Wider Implementation Proposals

Meanwhile, the UK administration has opened a ten-week public review on its plans to widen the use of biometric scanning systems. Policing minister the relevant minister has labeled the technology as the “most significant advance since DNA matching”.

Expert and Oversight Concerns

The chair of a police oversight board, head of the advisory panel for the police race action plan, commented: “We observed scant discussion through race action plan meetings of the technology deployment despite clear relevance with the plan’s concerns.

“These revelations demonstrate once again that the pledges to combat discrimination policing has undertaken through the equality initiative are failing to be integrated into wider practice. Independent assessments have cautioned that new technologies are being implemented in a landscape where racial disparities, weak scrutiny and faulty information gathering already persist.

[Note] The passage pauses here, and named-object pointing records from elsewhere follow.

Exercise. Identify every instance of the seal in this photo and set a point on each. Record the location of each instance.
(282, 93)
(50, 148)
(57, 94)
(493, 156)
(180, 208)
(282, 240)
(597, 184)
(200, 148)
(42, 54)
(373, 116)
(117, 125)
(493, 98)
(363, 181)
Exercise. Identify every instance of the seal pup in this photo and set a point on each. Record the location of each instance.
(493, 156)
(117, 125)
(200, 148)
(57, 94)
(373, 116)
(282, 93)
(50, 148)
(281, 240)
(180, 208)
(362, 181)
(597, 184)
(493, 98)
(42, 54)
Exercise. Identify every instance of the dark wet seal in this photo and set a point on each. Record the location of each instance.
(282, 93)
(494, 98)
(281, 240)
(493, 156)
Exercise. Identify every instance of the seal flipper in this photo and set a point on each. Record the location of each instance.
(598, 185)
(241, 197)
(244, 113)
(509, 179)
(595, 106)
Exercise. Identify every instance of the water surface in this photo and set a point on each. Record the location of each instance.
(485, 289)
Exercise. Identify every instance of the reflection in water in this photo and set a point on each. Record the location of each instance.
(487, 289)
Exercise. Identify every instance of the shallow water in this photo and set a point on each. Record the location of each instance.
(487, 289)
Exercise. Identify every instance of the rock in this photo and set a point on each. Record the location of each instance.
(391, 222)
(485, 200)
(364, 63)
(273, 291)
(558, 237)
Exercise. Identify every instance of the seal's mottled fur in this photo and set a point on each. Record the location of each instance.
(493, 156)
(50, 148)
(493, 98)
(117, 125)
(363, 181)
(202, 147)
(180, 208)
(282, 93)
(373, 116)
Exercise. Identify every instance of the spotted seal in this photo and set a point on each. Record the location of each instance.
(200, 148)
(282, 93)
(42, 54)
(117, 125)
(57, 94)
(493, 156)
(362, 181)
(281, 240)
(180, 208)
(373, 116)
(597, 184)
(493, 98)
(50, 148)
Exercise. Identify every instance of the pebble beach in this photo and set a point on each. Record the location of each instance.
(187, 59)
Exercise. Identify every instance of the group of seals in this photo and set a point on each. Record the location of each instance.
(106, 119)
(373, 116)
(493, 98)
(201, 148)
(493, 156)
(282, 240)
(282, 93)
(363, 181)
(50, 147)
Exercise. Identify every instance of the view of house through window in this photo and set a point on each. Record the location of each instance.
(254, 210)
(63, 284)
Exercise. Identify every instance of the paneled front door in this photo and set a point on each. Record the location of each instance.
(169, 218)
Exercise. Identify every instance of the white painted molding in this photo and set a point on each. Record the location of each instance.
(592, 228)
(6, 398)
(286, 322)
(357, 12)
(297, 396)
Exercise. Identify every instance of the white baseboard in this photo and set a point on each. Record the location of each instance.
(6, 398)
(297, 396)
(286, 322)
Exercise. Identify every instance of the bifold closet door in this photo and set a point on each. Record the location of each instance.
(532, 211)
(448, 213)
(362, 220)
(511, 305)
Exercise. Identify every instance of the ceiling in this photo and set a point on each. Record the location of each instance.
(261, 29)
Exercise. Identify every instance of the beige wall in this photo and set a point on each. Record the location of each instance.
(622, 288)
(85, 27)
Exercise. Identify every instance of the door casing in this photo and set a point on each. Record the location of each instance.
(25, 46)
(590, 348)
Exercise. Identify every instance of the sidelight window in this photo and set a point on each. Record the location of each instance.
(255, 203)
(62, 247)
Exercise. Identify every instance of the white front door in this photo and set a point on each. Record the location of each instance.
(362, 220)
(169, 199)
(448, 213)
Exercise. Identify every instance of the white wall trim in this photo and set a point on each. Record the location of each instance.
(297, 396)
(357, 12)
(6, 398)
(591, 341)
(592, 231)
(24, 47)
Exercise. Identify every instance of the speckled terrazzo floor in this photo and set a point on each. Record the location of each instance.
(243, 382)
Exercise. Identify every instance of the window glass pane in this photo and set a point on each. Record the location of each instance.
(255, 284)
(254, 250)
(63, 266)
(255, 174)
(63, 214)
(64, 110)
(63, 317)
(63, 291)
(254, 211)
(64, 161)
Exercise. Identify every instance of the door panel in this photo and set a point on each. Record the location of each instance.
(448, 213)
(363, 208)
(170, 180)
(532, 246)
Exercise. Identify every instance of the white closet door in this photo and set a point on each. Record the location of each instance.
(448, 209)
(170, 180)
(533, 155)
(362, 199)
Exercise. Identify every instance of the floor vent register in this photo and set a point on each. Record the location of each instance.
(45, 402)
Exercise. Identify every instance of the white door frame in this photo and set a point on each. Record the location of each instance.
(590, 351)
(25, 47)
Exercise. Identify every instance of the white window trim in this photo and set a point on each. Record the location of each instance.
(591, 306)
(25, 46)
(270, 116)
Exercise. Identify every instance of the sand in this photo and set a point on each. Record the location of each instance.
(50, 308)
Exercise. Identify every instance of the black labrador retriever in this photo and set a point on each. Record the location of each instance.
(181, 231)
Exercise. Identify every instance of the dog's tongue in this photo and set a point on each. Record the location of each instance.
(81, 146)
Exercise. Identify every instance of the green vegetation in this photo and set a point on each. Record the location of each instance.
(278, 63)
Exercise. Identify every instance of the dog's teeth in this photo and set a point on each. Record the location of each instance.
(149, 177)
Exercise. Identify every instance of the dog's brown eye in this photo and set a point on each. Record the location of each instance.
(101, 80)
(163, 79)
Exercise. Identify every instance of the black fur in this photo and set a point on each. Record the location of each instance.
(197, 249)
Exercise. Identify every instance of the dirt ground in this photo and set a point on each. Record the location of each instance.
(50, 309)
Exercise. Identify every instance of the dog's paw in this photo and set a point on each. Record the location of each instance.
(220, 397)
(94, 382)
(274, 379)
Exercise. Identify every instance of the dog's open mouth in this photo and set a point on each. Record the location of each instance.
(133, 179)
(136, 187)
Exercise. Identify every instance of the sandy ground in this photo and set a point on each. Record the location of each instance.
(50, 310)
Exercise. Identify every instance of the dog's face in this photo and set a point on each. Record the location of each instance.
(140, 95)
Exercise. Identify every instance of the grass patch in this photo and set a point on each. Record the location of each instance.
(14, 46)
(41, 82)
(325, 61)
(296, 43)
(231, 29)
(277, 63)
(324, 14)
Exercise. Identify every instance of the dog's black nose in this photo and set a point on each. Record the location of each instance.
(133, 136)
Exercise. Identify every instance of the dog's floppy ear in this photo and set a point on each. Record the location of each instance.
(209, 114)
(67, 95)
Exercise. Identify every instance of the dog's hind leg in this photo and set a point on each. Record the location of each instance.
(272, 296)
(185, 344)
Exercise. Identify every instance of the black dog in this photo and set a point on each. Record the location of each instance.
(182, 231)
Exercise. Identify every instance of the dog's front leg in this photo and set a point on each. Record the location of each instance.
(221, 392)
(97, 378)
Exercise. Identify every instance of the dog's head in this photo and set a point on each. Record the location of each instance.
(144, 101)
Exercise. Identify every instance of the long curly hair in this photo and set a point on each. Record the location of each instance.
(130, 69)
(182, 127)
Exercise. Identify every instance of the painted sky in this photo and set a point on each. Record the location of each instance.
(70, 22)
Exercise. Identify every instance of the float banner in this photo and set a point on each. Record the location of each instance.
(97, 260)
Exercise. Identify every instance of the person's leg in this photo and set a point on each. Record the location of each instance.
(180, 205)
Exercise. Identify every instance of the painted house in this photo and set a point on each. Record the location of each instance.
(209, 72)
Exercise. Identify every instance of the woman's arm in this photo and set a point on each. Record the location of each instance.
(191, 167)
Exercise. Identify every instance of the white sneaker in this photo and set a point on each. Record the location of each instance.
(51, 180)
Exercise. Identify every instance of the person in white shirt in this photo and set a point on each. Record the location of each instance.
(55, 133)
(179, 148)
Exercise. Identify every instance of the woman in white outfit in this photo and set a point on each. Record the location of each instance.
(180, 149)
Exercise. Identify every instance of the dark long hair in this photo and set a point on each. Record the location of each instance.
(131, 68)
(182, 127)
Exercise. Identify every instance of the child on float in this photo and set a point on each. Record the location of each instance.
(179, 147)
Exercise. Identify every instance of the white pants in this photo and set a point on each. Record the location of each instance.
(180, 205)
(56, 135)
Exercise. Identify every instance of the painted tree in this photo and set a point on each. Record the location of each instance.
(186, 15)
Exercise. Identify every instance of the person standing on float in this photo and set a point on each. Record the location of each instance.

“All deployment of this technology must adhere to strict national standards, be subject to external review, and demonstrate it diminishes rather than compounds ethnic bias.”

Home Office Response

A Home Office spokesperson said: “We takes the findings of the study with utmost gravity and we have already taken action. A new algorithm has been externally evaluated and procured, which has demonstrated no measurable discrimination. It will be trialled in the coming months and will be subject to evaluation.

“The foremost aim is ensuring public safety. This gamechanging technology will assist officers to put criminals and rapists behind bars. There is human involvement in each stage of the procedure and no arrest or charge would be taken without specialist personnel meticulously examining the output.”

Andrea Vega
Andrea Vega

A data scientist and writer passionate about AI ethics and digital transformation, sharing insights from industry experience.